Tagged vs Untagged Unions (in Scala)
What’s the difference between Option[A]
and A | Null
? How about between Either[A, B]
and A | B
?
Scala has had the Option data-type for dealing with null
values:
val person: Option[Person] = ???
// You can pattern match on it:
person match {
case Some(e) => updateState(e)
case None => doNothing
}
// You can combine it with other values, sequentially:
for {
p <- person
a <- p.address
t <- transaction
} yield updateState(a, t)
// ... or in parallel (with the ability to get all error messages):
import cats.syntax.all.*
(person, transaction).mapN { (p, t) =>
updateState(p, t)
}
The big benefit of Option
is that it’s a “monadic type”, which also has to do with the fact that it’s a “boxed” type, meaning that Option[Option[T]]
is not the same as Option[T]
. This is very important, as that means that Option
has predictable behaviour (it’s lawful), and can be used in instances in which Option[Option[T]]
makes sense:
case class Person(
name: String,
address: Option[Address]
)
// For an HTTP PATCH, if a field is provided, it should be
// updated, otherwise, if `None`, then the old value is kept.
case class PersonHttpPatchRequest(
name: Option[String],
address: Option[Option[Address]]
)
Scala 3 also has A | Null
as a type, with the explicit-nulls compiler option being required to make it useful. This is similar to what Kotlin provides, the so-called A?
, although slightly less mature.
The downside of A | Null
is that it’s not a monadic type. It’s not lawful in the same way as Option
is. And that’s because it’s not a boxed type. A | Null | Null
is the same as A | Null
. Therefore, this no longer works:
case class Person(
name: String,
address: Address | Null
)
// Oops!
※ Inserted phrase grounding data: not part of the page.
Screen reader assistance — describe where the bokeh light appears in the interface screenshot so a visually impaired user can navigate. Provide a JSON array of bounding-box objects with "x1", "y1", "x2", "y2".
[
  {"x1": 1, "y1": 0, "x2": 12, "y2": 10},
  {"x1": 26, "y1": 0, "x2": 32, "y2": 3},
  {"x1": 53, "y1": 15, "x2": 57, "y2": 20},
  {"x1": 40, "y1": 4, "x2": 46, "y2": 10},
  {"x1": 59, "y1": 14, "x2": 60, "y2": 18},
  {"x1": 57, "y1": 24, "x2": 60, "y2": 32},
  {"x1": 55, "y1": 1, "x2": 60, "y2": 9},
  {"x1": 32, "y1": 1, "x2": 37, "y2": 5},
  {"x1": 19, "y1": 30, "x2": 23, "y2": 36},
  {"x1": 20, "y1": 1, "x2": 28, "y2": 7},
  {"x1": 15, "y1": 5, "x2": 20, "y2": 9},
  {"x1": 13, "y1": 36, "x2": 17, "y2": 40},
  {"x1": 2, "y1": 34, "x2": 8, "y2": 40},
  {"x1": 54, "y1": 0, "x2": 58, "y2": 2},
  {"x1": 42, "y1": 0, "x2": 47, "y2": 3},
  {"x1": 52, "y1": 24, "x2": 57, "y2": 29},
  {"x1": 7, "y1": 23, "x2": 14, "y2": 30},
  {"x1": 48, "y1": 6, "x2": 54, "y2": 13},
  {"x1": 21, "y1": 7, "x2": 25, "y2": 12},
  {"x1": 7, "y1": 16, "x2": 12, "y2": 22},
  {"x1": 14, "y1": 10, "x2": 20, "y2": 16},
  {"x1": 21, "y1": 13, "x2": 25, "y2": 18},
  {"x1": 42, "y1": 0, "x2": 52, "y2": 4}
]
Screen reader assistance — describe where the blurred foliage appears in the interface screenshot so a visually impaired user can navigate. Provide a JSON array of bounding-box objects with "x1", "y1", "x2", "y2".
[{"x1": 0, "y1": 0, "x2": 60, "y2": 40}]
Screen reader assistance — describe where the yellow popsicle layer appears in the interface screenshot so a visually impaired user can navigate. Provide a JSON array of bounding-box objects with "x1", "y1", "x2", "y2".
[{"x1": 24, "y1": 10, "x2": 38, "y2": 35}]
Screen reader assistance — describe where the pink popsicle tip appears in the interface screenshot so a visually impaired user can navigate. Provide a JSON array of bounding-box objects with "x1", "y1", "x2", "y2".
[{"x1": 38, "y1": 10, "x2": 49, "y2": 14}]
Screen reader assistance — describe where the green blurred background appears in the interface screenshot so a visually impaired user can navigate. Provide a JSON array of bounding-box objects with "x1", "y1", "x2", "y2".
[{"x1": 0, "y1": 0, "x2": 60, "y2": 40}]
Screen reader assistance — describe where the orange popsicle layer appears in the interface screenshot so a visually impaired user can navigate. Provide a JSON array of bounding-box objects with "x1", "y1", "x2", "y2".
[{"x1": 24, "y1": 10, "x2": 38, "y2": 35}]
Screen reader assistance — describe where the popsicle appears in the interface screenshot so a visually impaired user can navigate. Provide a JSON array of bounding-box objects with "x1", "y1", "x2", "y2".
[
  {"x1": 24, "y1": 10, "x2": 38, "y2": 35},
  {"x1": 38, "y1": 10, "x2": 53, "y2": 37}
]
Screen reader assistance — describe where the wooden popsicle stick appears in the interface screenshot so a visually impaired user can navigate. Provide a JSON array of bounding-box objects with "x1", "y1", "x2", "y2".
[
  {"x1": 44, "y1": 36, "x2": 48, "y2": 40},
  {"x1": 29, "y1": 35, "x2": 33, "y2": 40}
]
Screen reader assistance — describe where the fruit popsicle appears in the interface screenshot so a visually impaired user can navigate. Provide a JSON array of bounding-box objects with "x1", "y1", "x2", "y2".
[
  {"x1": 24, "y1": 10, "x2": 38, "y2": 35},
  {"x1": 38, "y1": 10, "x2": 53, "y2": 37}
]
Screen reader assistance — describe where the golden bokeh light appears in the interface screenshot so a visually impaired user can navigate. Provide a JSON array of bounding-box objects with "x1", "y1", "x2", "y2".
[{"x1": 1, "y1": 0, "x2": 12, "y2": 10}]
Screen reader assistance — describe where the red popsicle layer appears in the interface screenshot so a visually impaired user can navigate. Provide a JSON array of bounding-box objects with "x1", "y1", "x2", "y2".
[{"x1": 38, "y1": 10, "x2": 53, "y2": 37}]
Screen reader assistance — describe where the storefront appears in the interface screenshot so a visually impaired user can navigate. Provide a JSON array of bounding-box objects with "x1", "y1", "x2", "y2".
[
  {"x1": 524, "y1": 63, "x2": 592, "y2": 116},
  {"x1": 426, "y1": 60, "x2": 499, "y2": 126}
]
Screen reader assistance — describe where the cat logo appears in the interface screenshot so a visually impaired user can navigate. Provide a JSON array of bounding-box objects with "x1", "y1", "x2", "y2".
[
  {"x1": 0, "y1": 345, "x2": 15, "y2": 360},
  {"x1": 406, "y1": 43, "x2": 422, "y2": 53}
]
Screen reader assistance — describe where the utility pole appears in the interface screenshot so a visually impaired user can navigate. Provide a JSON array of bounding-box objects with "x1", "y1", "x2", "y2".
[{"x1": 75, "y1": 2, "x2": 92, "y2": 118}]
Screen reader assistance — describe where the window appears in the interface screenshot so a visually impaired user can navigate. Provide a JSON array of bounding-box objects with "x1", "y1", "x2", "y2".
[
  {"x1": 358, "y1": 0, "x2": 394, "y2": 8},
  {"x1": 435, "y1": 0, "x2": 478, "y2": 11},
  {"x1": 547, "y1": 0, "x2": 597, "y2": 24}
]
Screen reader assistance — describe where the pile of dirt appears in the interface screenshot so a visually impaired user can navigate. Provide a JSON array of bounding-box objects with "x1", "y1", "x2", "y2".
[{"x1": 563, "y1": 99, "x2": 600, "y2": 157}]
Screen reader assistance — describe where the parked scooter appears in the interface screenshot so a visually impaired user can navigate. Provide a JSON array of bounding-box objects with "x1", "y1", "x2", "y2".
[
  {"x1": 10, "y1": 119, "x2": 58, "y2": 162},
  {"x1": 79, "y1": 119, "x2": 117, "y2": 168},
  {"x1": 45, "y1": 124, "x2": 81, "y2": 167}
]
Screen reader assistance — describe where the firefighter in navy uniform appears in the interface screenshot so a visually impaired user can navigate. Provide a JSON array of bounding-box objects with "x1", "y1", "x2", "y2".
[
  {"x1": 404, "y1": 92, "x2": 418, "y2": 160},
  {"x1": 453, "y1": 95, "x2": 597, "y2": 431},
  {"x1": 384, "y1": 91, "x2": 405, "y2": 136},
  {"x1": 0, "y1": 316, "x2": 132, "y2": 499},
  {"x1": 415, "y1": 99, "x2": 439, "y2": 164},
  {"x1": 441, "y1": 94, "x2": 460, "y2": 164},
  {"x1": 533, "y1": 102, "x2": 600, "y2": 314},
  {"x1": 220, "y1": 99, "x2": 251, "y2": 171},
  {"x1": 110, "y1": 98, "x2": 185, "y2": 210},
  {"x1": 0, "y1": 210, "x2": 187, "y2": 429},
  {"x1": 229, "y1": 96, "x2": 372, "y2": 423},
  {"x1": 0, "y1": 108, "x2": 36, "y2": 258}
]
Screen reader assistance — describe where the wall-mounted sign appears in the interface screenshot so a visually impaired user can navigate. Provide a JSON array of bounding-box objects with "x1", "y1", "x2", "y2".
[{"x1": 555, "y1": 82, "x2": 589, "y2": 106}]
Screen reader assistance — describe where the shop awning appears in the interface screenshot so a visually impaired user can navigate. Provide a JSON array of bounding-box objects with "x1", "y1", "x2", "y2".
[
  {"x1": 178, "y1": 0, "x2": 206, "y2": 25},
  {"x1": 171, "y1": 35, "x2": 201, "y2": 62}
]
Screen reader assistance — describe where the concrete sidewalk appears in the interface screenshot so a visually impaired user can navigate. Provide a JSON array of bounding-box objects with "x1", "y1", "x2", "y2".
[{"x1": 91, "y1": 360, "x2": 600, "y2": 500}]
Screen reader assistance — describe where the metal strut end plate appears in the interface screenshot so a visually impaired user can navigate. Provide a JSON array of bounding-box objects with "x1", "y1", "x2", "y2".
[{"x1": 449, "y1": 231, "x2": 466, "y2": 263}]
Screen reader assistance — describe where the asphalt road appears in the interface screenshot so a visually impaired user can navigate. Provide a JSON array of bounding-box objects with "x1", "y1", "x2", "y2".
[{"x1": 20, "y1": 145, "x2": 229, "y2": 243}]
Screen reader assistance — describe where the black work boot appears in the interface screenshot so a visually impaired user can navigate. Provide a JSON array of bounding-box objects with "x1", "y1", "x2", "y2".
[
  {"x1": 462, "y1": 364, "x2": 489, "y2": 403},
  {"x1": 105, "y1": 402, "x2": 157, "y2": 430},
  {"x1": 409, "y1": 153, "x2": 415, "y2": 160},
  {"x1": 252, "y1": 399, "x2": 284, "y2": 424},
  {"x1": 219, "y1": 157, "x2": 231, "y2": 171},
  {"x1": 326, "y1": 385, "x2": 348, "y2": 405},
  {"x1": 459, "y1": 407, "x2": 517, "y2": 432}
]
This isn't right:
case class PersonHttpPatchRequest(
name: String | Null,
address: String | Null | Null
)
Another downside is that you can’t really use A | B
for expressing Either[Error, Result]
. This is because you don’t know which is the error and which is the result.
trait Parser[A] {
// Doesn't work as `parse` could produce a `Right(ParseError)`,
// after all, I can't see why errors shouldn't be serializable
// and deserializable.
def parse(input: String): ParseError | A
}
The A | B
type is auto-flattening because A | B
is a supertype of A
, meaning that A <: A | B
and B <: A | B
. So A | Null | Null
is the same as A | Null
, which is a supertype of A
.
This has 2 advantages:
- Scala is an OOP language, and we care about the variance of type parameters, so
A | B
is better thanAA >: A
in the type signature of methods. A | Null
being a supertype it means that using it can preserve backwards-compatibility.
For the first point, consider this:
// we've got a covariant type parameter
sealed trait List[+A] {
def prepend1[B >: A](value: B): List[B] = ???
def prepend2[B](value: B): List[A | B] = ???
}
Which of these two methods is better? IMO, it’s the second one because it’s more expressive, whereas the first one is losing information. In fairness, the Scala compiler can and probably does infer that B >: A
can be A | B
, so we’re essentially comparing Scala 2 with Scala 3 here. And I’d rather talk about a List[Int | String]
, for example, than a List[Any]
.
For the second point, given these methods:
// For testing contra-variance
def foo(value: A): B
If we change its signature to using A | Null
, then we aren’t breaking compatibility, because all the call sites still work:
// Contra-variance, still compatible
def foo(value: A | Null): B
// ....
// Still works in all the older code
val a: A = ???
foo(a)
But if we’d use Option[A]
instead, we’d break source and binary compatibility, which is especially problematic on the JVM due to all the dynamic linking of transitive dependencies:
def foo(value: Option[A]): B
// ...
// This now breaks
val a: A = ???
foo(a) // Error
Of course, the old fashioned way of dealing with this is to use method overloading, assuming you can do it (unless type erasure gets in the way):
def foo(value: A): B = foo(Some(value))
def foo(value: Option[A]): B
Also, it wouldn’t work for return types, so for example:
// If we are forced to keep this signature
def foo(value: A): Option[B]
// We can't add an overload like this
def foo(value: A): B
So there you have it. Currently, there’s no free lunch and I actually like both.